Desclaimer:

Masashi Kishimoto-sensei

Warning:

Rated M for bloody contents and chara deaths.

Lame grammar and vocabs and etc -,-

AU, may contain typo(s) and OOCness.

.

Suspense / Tragedy

Queliet Kura Shiroyama's SW project

Inuzuka Kiba vs. Yamanaka Ino

The Pig Which Cried Dog

-SW-

Hembusan angin membuatku terbangun dari tidur siangku. Aku mengedipkan mata beberapa kali. Aku segera bangkit dan menghirup udara dengan aroma rumput hijau yang segar. Tak lupa melakukan beberapa peregangan sambil menguap.

Hari ini adalah hari yang cerah. Walaupun sudah siang, sinar matahari tidak menyengat. Awan-awan yang berarak membuat hari ini menjadi sejuk. Ditambah lagi aroma padang rumput yang bercampur dengan aroma bunga membuat hatiku tenang.

Aku menoleh ke samping, dimana sesosok makhluk besar berbulu putih masih terperangkap di alam mimpi. Aku terkekeh pelan melihatnya. Perlahan, aku membungkuk dan mengelus kepala besarnya, "Hei, pemalas. Ayo bangun!"

Makhluk besar yang tidak lain adalah sahabatku itu bangun dan mengibaskan bulu-bulunya. Lalu ia menggonggong dan menggoyang-goyangkan ekornya. Aku kembali mengelus kepalanya sambil memamerkan deretan gigiku.

"Seperti orang bodoh saja," sebuah suara tertangkap oleh indra pendengarku. Aku menoleh kearah sumber suara dan melihat seorang gadis berambut pirang panjang tengah berdiri di dekat sungai sambil menggenggam setangkai bunga berwarna violet.

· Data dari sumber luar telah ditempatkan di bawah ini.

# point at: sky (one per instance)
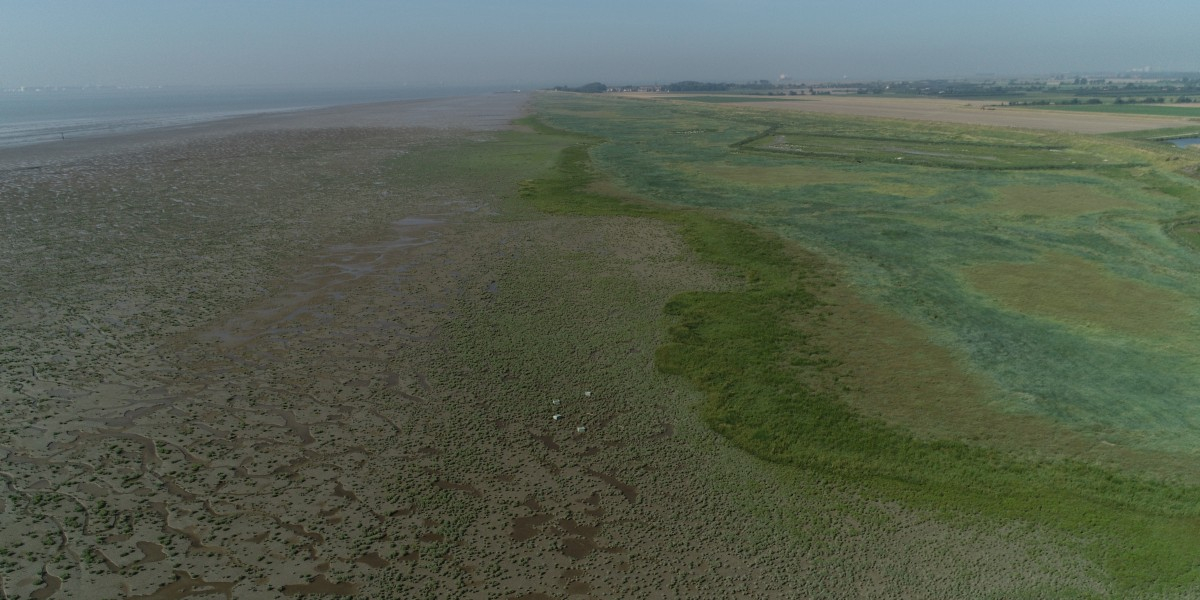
(570, 42)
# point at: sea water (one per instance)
(36, 115)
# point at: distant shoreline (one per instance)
(480, 112)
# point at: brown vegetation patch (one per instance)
(1062, 201)
(1084, 294)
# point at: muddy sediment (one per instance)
(276, 359)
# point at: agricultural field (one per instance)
(999, 325)
(1185, 111)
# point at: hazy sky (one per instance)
(515, 42)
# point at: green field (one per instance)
(996, 325)
(730, 100)
(1131, 108)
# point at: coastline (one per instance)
(313, 354)
(461, 112)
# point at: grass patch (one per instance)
(964, 155)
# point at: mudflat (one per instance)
(330, 354)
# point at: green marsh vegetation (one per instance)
(1061, 292)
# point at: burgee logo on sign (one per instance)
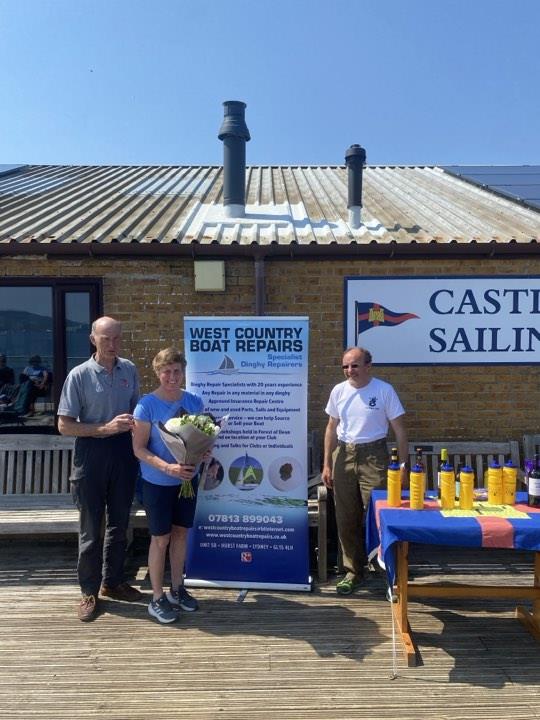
(454, 320)
(251, 523)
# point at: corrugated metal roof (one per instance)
(303, 205)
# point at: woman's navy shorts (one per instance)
(164, 508)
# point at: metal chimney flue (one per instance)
(235, 134)
(355, 158)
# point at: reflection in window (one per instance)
(44, 333)
(77, 328)
(26, 341)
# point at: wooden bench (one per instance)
(477, 454)
(35, 497)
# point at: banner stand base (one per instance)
(245, 586)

Ah, gadis itu, Yamanaka Ino. Aku hanya memandangnya sambil menaikkan sebelah alisku. Aku tidak tahu apa masalahnya, tapi jelas terlihat bahwa ia tidak menyukaiku. Ino pernah menuduhku mencuri uang miliknya beberapa bulan lalu. Beberapa warga desa sempat menyeretku menemui Hokage kelima, namun mereka tidak menemukan bukti. Jadi aku dibebaskan.

Aku mengalihkan pandanganku̶mengabaikan sang gadis, "Akamaru! Ayo kita lomba lari sampai rumah!" aku berseru pada sahabatku sebelum kemudian berlari. Disusul oleh gonggongan Akamaru yang berlari mengikutiku.

-SW-

"Aku pulang! Ha! Lihat. kan? Ternyata aku lebih cepat darimu, Akamaru!" aku membuka pintu rumahku dengan tubuh berkeringat. Begitu pula Akamaru. Kami memutuskan untuk berlomba mengitari kota supaya saat sampai rumah, langit sudah berwarna jingga. Dan kedatangan kami disambut oleh lemparan handuk kakakku, Hana. Ia tersenyum kepadaku seraya berujar, "Bersihkan dirimu dulu, Kiba. Ajak Akamaru juga, ya."

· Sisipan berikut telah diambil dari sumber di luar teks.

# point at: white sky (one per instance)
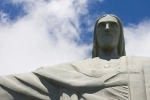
(47, 34)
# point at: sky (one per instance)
(39, 33)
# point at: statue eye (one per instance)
(101, 25)
(114, 25)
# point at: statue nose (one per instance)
(107, 27)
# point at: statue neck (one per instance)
(108, 53)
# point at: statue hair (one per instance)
(121, 45)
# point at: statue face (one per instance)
(108, 32)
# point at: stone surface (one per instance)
(109, 75)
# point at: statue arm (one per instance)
(66, 76)
(26, 86)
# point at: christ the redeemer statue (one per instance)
(108, 75)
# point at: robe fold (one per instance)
(91, 79)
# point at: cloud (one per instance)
(137, 38)
(48, 34)
(101, 0)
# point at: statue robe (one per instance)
(126, 78)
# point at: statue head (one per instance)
(108, 22)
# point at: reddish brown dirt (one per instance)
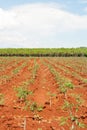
(13, 116)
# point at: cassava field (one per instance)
(43, 93)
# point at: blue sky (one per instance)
(43, 23)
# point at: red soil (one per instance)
(13, 116)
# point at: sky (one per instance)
(43, 23)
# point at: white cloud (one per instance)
(33, 25)
(83, 1)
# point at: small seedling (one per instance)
(1, 99)
(22, 93)
(35, 107)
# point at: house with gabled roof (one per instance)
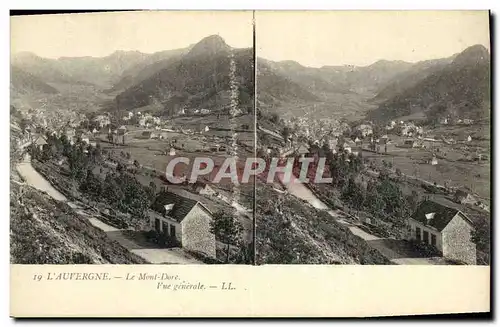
(184, 219)
(446, 228)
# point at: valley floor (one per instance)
(124, 237)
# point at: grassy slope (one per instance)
(292, 232)
(45, 231)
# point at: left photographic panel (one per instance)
(128, 130)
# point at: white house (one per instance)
(445, 228)
(185, 220)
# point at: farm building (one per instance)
(185, 220)
(149, 135)
(445, 228)
(203, 189)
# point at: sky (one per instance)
(100, 34)
(361, 38)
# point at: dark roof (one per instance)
(182, 205)
(442, 214)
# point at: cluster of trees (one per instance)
(381, 197)
(119, 189)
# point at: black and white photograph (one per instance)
(109, 112)
(236, 163)
(383, 120)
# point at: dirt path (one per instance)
(396, 255)
(152, 255)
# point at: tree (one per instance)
(227, 229)
(481, 235)
(119, 167)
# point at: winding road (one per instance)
(150, 254)
(388, 247)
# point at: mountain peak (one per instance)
(472, 55)
(209, 45)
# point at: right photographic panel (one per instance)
(375, 130)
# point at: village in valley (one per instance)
(406, 147)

"Baik, kak," aku menggunakan handuk yang diberikan Hana untuk mengelap keringat yang mengalir di pelipisku. Aku pun segera membuka sepatuku dan berjalan dengan santai ke kamar mandi.

Selesai mandi, dengan hanya mengenakan celana pendek dan handuk yang masih menggantung di leherku, aku berjalan ke dapur dan membuka pintu kulkas. Aku mengambil sekotak susu dan meminumnya. Minum susu dingin setelah berendam adalah kebiasaanku.

"Kiba, pakai dulu bajumu baru berkeliaran," tegur Hana yang datang membawa beberapa bungkus plastik berisi bahan makanan. Aku pun mengangguk dan bergerak menuju kamarku sambil membawa sekotak susu yang belum habis.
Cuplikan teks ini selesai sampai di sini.